12
votes

I have a small ELK cluster that is in testing. The kibana web interface is extremely slow and throws a lot of errors.

Kafka => 8.2
Logstash => 1.5rc3 (latest)
Elasticsearch => 1.4.4 (latest)
Kibana => 4.0.2 (latest)

The elasticsearch nodes have 10GB of ram each on Ubuntu 14.04. I'm pulling in between 5GB and 20GB of data per day.

Running even a simple query, with only 15 minutes of data in the kibana web interface takes several minutes, and often throws errors.

[FIELDDATA] Data too large, data for [timeStamp] would be larger than limit of [3751437926/3.4gb]]

enter image description here

These errors about the shard failures only appear in kibana. According to all other plugins(head, kopf), the elasticsearch shards are perfectly fine, and the cluster is green.

I've checked with the google group, IRC and looked at stack overflow. It seems the only solution is to increase the ram. I've increased the ram on my nodes twice. While that seems to fix it for a day or two, the problem quickly returns. Other solutions such as cleaning the cache have no long term improvements.

curl -XPUT 'http://elastic.example.com:9200/cache/clear?filter=true'
curl -XPOST 'http://elastic.example.com:9200/_cache/clear' -d '{ "fielddata": "true" }'

According to the KOPF plugin, the amount of heap space routinely approaches 75% on a completely idle cluster. (I'm the only one in the company using it). 3 Nodes with 10GB of ram should be more than enough for the amount of data that I have.

I have also tried adjusting the breakers as suggested by this blog.

PUT /_cluster/settings -d '{ "persistent" : { "indices.breaker.fielddata.limit" : "70%" } }'
PUT /_cluster/settings -d '{ "persistent" : {  "indices.fielddata.cache.size" : "60%" } }'

How can I prevent these errors , and fix the extreme slowness in kibana?

https://github.com/elastic/kibana/issues/3221
elasticsearch getting too many results, need help filtering query
http://elasticsearch-users.115913.n3.nabble.com/Data-too-large-error-td4060962.html

Update

I have about 30 days of indexes from logstash. 2x Replication so that is 10 shards per day.

enter image description here

Update2

I've increased the ram of each node to 16GB, (48GB total) and I've also upgraded to 1.5.2.

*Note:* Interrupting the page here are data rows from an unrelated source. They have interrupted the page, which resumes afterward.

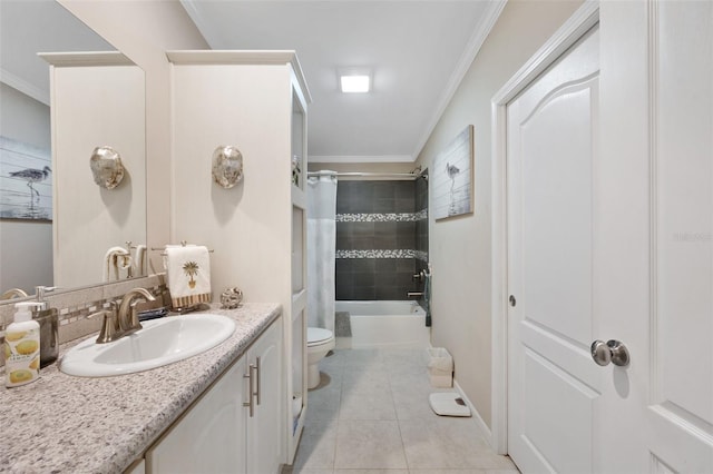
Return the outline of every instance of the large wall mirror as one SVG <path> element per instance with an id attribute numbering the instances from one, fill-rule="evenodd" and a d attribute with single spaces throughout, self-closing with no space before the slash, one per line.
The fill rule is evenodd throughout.
<path id="1" fill-rule="evenodd" d="M 53 0 L 0 1 L 0 295 L 140 276 L 144 72 L 115 50 Z M 115 52 L 86 63 L 38 57 L 77 51 Z M 89 166 L 102 146 L 126 169 L 114 189 L 98 186 Z"/>

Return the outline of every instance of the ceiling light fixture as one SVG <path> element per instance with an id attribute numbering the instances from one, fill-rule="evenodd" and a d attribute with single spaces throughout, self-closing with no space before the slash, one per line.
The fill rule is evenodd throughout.
<path id="1" fill-rule="evenodd" d="M 342 92 L 369 92 L 371 73 L 365 70 L 340 70 L 339 87 Z"/>

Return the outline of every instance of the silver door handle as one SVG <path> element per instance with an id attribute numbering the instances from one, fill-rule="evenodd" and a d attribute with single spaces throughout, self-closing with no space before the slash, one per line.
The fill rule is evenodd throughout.
<path id="1" fill-rule="evenodd" d="M 255 401 L 257 402 L 257 405 L 260 405 L 260 393 L 261 393 L 261 387 L 263 385 L 262 382 L 260 381 L 260 378 L 261 378 L 260 373 L 262 372 L 260 369 L 260 366 L 261 366 L 260 365 L 260 357 L 257 357 L 256 361 L 255 361 L 255 374 L 257 374 L 257 376 L 256 376 L 257 381 L 256 381 L 255 385 L 257 386 L 257 389 L 254 392 Z"/>
<path id="2" fill-rule="evenodd" d="M 251 418 L 255 415 L 255 405 L 253 404 L 253 395 L 255 393 L 255 378 L 253 377 L 253 371 L 255 371 L 255 366 L 251 364 L 247 367 L 247 374 L 243 374 L 243 378 L 248 379 L 247 402 L 243 402 L 243 406 L 250 408 Z"/>
<path id="3" fill-rule="evenodd" d="M 592 343 L 592 358 L 600 366 L 613 363 L 619 367 L 626 367 L 631 359 L 626 346 L 616 339 L 606 343 L 597 339 Z"/>

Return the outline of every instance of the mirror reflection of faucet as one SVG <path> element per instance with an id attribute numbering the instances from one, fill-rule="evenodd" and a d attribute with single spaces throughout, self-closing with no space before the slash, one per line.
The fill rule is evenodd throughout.
<path id="1" fill-rule="evenodd" d="M 154 295 L 147 289 L 134 288 L 124 295 L 119 304 L 117 304 L 117 302 L 109 302 L 109 309 L 102 309 L 89 316 L 104 316 L 97 344 L 110 343 L 141 329 L 135 305 L 139 298 L 147 302 L 156 300 Z"/>
<path id="2" fill-rule="evenodd" d="M 27 298 L 29 295 L 20 288 L 10 288 L 0 295 L 0 299 Z"/>

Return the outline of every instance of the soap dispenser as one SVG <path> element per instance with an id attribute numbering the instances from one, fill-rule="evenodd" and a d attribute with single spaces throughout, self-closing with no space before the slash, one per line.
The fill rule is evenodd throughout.
<path id="1" fill-rule="evenodd" d="M 32 308 L 38 303 L 14 305 L 14 323 L 4 332 L 6 386 L 17 387 L 37 381 L 40 376 L 40 325 L 32 320 Z"/>
<path id="2" fill-rule="evenodd" d="M 59 356 L 59 312 L 50 308 L 45 300 L 45 294 L 55 287 L 36 286 L 37 304 L 32 319 L 40 325 L 40 368 L 47 367 Z"/>

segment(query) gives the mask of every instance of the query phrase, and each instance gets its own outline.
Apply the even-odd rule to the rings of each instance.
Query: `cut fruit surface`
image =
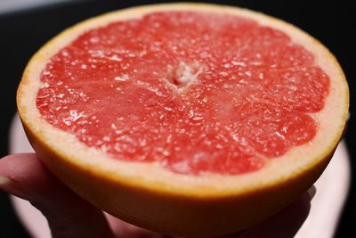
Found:
[[[280,30],[190,11],[89,30],[40,78],[37,108],[53,126],[114,158],[183,174],[256,170],[311,141],[329,86]]]
[[[40,159],[89,201],[146,228],[219,235],[312,185],[348,88],[334,56],[286,22],[174,4],[56,37],[28,63],[18,108]]]

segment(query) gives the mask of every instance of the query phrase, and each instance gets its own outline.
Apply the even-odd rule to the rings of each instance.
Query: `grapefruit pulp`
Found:
[[[65,30],[31,59],[17,100],[35,151],[73,191],[128,222],[190,236],[248,227],[303,193],[348,111],[342,70],[312,37],[252,11],[192,4]]]

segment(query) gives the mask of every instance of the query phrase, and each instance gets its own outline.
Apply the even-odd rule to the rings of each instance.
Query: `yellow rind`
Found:
[[[147,12],[167,9],[246,14],[254,19],[255,17],[267,21],[268,24],[280,26],[287,31],[294,32],[293,34],[303,35],[301,38],[305,37],[309,39],[309,43],[313,42],[312,47],[322,51],[322,55],[328,58],[326,64],[335,68],[330,75],[336,75],[338,80],[336,86],[341,87],[336,89],[338,94],[336,95],[340,97],[336,105],[340,106],[336,115],[339,122],[335,125],[334,133],[329,135],[328,144],[322,147],[320,152],[312,158],[302,158],[305,160],[303,163],[291,160],[291,163],[295,163],[295,168],[285,174],[283,171],[276,171],[279,174],[273,179],[269,180],[269,177],[274,176],[271,175],[266,181],[258,178],[261,181],[258,180],[258,183],[250,183],[250,181],[255,182],[254,176],[257,177],[260,172],[248,176],[236,176],[226,180],[223,176],[219,176],[214,177],[219,181],[217,184],[221,184],[218,186],[214,185],[212,177],[208,176],[207,178],[198,181],[200,178],[165,175],[170,173],[167,171],[155,175],[158,168],[150,170],[151,168],[148,169],[148,167],[144,167],[142,171],[146,171],[144,170],[146,168],[147,171],[152,171],[149,175],[156,176],[154,179],[147,179],[145,175],[132,176],[125,174],[125,171],[109,171],[101,167],[100,163],[85,161],[77,154],[72,156],[72,152],[68,152],[66,148],[60,144],[61,139],[58,140],[58,144],[54,139],[48,140],[50,135],[45,135],[45,129],[51,127],[46,126],[44,120],[34,119],[39,113],[34,110],[36,106],[33,98],[28,96],[28,90],[35,90],[36,86],[34,86],[34,82],[38,81],[34,76],[38,75],[48,59],[84,30],[103,26],[112,21],[133,18],[133,16],[140,17]],[[48,42],[30,60],[18,89],[17,103],[25,131],[38,157],[58,178],[77,193],[110,214],[140,226],[165,234],[198,237],[226,234],[249,227],[278,212],[306,191],[327,167],[342,136],[348,112],[348,94],[344,75],[336,58],[320,43],[294,26],[262,13],[235,7],[206,4],[168,4],[134,7],[107,13],[63,31]],[[305,145],[305,150],[312,150],[312,146],[314,145],[309,148]],[[297,150],[303,152],[304,149],[295,151]],[[88,160],[89,159],[91,158],[88,158]],[[282,159],[286,158],[281,158],[275,163],[282,163]],[[103,160],[99,160],[99,161],[106,163]],[[109,163],[112,165],[111,162]],[[126,164],[122,163],[117,168],[125,168],[125,166]],[[163,178],[160,180],[161,176],[163,177],[166,176],[166,177],[172,180],[166,181]],[[245,179],[245,176],[252,178]],[[221,183],[226,181],[228,184],[235,180],[242,181],[241,185],[237,183],[229,186]],[[208,182],[212,182],[213,185],[207,184]]]

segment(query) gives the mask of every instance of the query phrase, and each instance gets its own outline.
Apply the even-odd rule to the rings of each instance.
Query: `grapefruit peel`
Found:
[[[39,75],[52,56],[85,30],[116,21],[159,11],[236,14],[280,29],[312,52],[329,77],[325,107],[311,115],[315,137],[242,175],[182,175],[155,163],[109,160],[75,135],[46,122],[36,107]],[[105,211],[134,225],[165,234],[221,235],[248,227],[280,210],[306,191],[327,167],[342,136],[348,113],[344,75],[320,42],[280,20],[237,7],[205,4],[168,4],[134,7],[85,21],[66,29],[28,62],[18,89],[17,103],[27,135],[38,157],[64,184]]]

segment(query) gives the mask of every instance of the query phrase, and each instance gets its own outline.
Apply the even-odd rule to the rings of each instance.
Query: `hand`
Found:
[[[0,189],[29,201],[41,210],[53,238],[170,237],[103,213],[61,184],[33,153],[0,160]],[[224,237],[293,237],[308,216],[310,201],[311,196],[305,193],[269,219]]]

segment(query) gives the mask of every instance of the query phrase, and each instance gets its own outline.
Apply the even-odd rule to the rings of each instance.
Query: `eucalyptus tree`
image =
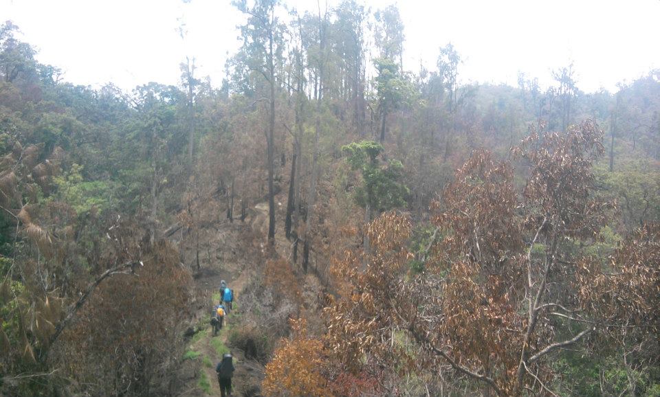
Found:
[[[236,60],[252,78],[256,72],[265,80],[268,87],[268,124],[265,131],[267,168],[268,170],[268,242],[275,240],[275,100],[278,82],[276,71],[283,62],[283,38],[286,27],[277,16],[280,8],[278,0],[256,0],[248,4],[246,0],[237,0],[232,4],[248,16],[245,25],[240,26],[243,45]],[[258,98],[256,100],[261,100]]]

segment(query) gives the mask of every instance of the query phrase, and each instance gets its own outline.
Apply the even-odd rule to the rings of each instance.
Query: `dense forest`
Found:
[[[219,395],[229,351],[238,396],[660,396],[660,71],[466,84],[395,5],[234,5],[219,87],[0,27],[0,396]]]

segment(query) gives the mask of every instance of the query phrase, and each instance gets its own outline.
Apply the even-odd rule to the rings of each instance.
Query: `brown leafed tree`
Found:
[[[410,226],[393,214],[375,221],[373,252],[347,253],[335,267],[343,297],[326,309],[333,357],[354,374],[423,376],[448,365],[487,394],[551,394],[549,363],[561,349],[597,343],[610,328],[657,326],[654,229],[617,251],[611,274],[583,249],[610,207],[591,171],[601,139],[590,121],[542,140],[532,134],[514,150],[527,175],[520,192],[508,163],[475,152],[433,205],[421,275],[407,274],[399,249]]]

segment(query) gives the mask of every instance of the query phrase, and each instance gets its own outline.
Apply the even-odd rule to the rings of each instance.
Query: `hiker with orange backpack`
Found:
[[[218,332],[222,329],[223,321],[225,319],[225,306],[218,305],[215,306],[213,313],[211,315],[211,326],[213,327],[213,336],[218,334]]]

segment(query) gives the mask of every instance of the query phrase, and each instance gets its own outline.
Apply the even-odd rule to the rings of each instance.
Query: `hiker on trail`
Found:
[[[225,288],[222,293],[222,301],[224,302],[227,313],[232,311],[232,303],[234,302],[234,291],[228,286]]]
[[[225,306],[218,305],[215,306],[213,313],[211,315],[211,326],[213,327],[213,336],[218,334],[218,332],[222,329],[223,321],[225,319]]]
[[[222,280],[220,282],[220,304],[222,304],[222,295],[225,294],[225,288],[227,288],[227,282]]]
[[[218,363],[215,372],[218,373],[218,383],[220,384],[220,396],[232,395],[232,376],[234,375],[234,363],[232,354],[227,354],[222,356],[222,361]]]

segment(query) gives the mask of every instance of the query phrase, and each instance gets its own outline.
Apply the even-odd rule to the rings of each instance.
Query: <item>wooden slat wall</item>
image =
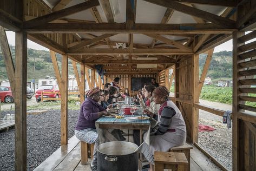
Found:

enter image description here

This appears to fix the issue for a day or two, however the problem returns.

enter image description here

Update3

This blog article from an elastic employee has good tips explaining what can cause these issues.

2
As for the speed problems, is curl'ing the same query also slow?Alain Collins
I'm not sure how to do a query with curl. All I'm doing is opening kibana, and trying to look at the most recent 15 minutes of data. No search, no query, no filters.spuder
Regarding Update2: the increase in RAM has allowed you to run a bit more data but your still running into the same issues because there is too much data being indexed and ES can't load it all up in memory to run queries. This is a frequent problem for "heavy" Logstash users as LS indexes everything by default. What you could try doing is tweaking your LS settings at its root so that you only index important fields and ignore (or at least not index) the others. Otherwise, as I suggested below, doc_values will save you but it's a bit tedious to put in place with the large LS mappings.Nick

2 Answers

10
votes

You're indexing a lot of data (if you're adding/creating 5 to 20GB a day) and your nodes are quite low on memory. You won't see any problems on the indexing front but fetching data on a single or multiple indexes will cause problems. Keep in mind that Kibana runs queries in the background and the message you're getting is basically saying something along the lines of "I can't get that data for you because I need to put more data in memory than I have available in order to run these queries."

There are two things that are relatively simple to do and should solve your problems:

  • Upgrade to ElasticSearch 1.5.2 (Major performance improvements)
  • When you're short on memory, you really need to use doc_values in all of your mappings as this will reduce the heap size drastically

The key lies in doc_values though. You need to modify your mapping(s) to set this property to true. Crude example:

[...],
"properties": {
    "age": {
      "type": "integer",
      "doc_values": true
    },
    "zipcode": {
      "type": "integer",
      "doc_values": true
    },
    "nationality": {
      "type": "string",
      "index": "not_analyzed",
      "doc_values": true
    },
    [...]

Updating your mapping(s) will make future indexes take this into account but you'll need to reindex existing ones entirely for doc_values to apply on existing indexes. (See scan/scroll and this blog post for more tips.)

Replicas help scale but will run into the same problems if you don't reduce the heap size of each node. As for the number of shards you currently have, it may not be necessary nor optimal but I don't think it's the root cause of your problems.

Keep in mind that the suggestions mentioned above are to allow Kibana to run the queries and show you data. Speed will rely greatly on the date ranges you set, on the machines you have (CPU, SSD, etc), and on the memory available on each node.

2
votes

The basic ideas would include:

  • Fewer open indexes.
  • Fewer shards.
  • Use of doc_values.

Oh, and:

  • More RAM.